Mod Culture - From Scooters to Parkas

Posted by Retro Star London on 2nd May 2024

"I'm still a mod, I'll always be a mod, you can bury me a mod."  - Paul Weller 

Mods emerged in the 1960s in Britain and were characterized by their love of fashion, music, and scooters – mainly the Lambretta. 

Mods were mostly working-class young men and women known for their sharp dressing, love of Soul, Motown & Ska music, and scooters. 

Mod fashion is as relevant today as it was back in the 60’s and the mod staples of Harrington jackets and parkas feature in most men’s wardrobes, as well as tassel loafers and sta-press trousers. 

Certain Mod brands have stood the test of time and are still highly sought after and worn by mods and snappy dressers alike. 

One such brand is Lambretta. Named after the Lambro River near its Italian factory, Lambretta scooters started out as the favourite means of transport for Mods, wearing parkas and with their scooters sometimes sporting a huge number of mirrors. 

Lambretta the clothing brand was founded in 1997 and has been a popular mod brand since then. Sadly in 1972 Lambretta ceased making their iconic scooters, but the brand lives on in clothing. 

Merc London was another heroic mod brand started in 1967 in Carnaby street. The Merc shop was a mainstay of Carnaby street until the street was transformed into the bland mega brand yawn it is today, and Merc decided to leave. 

Fear not, even though the shop closed, the Merc brand is alive and well and is sold in many small independent shops across the UK and Europe. 

No history of mod clothing would be complete without mentioning Gabicci. They have cornered the market for knitted polo shirts inspired by Italian fashion in the 1970’s often using suede overlays and vertical stripes on their polo shirts. 

Two other giants of the mod clothing scene are Relco and Trojan who both have great ranges of Harrington jackets, waffle cardigans and polo shirts. 

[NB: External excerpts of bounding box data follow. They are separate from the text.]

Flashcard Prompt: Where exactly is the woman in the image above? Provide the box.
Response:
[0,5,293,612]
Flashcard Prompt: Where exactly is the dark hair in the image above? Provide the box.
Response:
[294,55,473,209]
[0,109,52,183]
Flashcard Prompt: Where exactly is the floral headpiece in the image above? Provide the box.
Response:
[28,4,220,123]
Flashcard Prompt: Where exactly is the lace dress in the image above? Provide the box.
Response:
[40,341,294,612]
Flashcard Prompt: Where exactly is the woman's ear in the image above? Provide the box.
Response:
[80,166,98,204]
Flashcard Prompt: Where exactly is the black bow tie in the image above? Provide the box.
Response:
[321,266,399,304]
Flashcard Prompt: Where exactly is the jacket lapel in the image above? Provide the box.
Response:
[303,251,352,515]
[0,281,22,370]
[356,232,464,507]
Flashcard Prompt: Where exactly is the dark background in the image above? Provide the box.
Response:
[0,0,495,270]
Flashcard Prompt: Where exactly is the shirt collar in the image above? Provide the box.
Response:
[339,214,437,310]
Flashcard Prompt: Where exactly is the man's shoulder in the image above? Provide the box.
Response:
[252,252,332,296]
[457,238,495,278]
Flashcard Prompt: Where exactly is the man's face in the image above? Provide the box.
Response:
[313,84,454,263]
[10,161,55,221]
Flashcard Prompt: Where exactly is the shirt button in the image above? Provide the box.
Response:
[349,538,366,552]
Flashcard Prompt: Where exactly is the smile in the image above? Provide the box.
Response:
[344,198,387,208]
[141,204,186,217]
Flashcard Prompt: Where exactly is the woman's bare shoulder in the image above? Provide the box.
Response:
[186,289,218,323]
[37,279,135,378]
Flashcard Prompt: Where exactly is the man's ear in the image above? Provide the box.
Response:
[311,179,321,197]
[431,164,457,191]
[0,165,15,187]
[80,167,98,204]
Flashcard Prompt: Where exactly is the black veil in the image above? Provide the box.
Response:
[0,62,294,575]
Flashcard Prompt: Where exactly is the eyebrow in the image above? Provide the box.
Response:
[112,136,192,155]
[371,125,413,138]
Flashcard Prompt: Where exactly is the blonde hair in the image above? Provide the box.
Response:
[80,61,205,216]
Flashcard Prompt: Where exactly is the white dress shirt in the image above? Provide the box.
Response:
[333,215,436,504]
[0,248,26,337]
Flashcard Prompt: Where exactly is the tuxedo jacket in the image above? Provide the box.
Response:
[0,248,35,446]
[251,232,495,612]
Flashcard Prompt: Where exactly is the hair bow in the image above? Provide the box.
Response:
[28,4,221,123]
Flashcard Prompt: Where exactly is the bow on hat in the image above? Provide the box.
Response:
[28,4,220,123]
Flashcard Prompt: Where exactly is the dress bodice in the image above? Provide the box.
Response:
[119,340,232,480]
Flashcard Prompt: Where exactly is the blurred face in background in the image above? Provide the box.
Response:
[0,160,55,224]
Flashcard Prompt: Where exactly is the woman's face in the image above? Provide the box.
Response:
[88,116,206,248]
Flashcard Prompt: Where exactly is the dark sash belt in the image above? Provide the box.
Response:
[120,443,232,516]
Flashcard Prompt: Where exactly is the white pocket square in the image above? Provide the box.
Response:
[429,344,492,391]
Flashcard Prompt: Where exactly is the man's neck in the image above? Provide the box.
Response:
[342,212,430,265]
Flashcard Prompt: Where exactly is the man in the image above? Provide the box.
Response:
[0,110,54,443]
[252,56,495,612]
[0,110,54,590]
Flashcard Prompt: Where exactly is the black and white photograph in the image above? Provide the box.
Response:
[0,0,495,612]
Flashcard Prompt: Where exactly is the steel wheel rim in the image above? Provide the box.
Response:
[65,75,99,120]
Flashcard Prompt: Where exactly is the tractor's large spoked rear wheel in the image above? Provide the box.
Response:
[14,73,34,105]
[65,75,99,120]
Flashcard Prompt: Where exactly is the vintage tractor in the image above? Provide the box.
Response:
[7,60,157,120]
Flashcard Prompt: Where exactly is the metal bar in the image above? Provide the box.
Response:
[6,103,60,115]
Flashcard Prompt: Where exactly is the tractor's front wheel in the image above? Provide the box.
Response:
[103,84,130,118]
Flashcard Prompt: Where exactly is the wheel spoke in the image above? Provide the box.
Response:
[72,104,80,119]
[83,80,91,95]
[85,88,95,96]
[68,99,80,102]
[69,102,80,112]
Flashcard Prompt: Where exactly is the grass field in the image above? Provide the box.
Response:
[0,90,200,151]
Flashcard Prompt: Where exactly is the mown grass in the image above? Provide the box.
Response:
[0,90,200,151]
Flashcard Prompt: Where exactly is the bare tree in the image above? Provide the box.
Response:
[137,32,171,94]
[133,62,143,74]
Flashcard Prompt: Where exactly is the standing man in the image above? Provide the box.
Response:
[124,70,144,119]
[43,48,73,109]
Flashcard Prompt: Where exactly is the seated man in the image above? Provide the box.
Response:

English youth culture has influenced the whole world of style and fashion. It started after WW2 with the teddy boys, then mods, hippies, punks, goths, new romantics, and acid house. 

In the world of clothing the mods have outlasted all the other subcultures. There are remnants of punk style but Seditionaries and Boy London have long gone, and Mary Quant and Bibba boutiques closed years ago. 

This is a list of mod shops thriving today: Modfather, Mazeys, Atom Retro, Adaptor, Jump the Gun, Sherrys, Madcap, Dees of Trongate, Mod One, Mod Mart and many more. 

Paul Weller is not alone, many mods, young and old will be buried as mods when the day comes.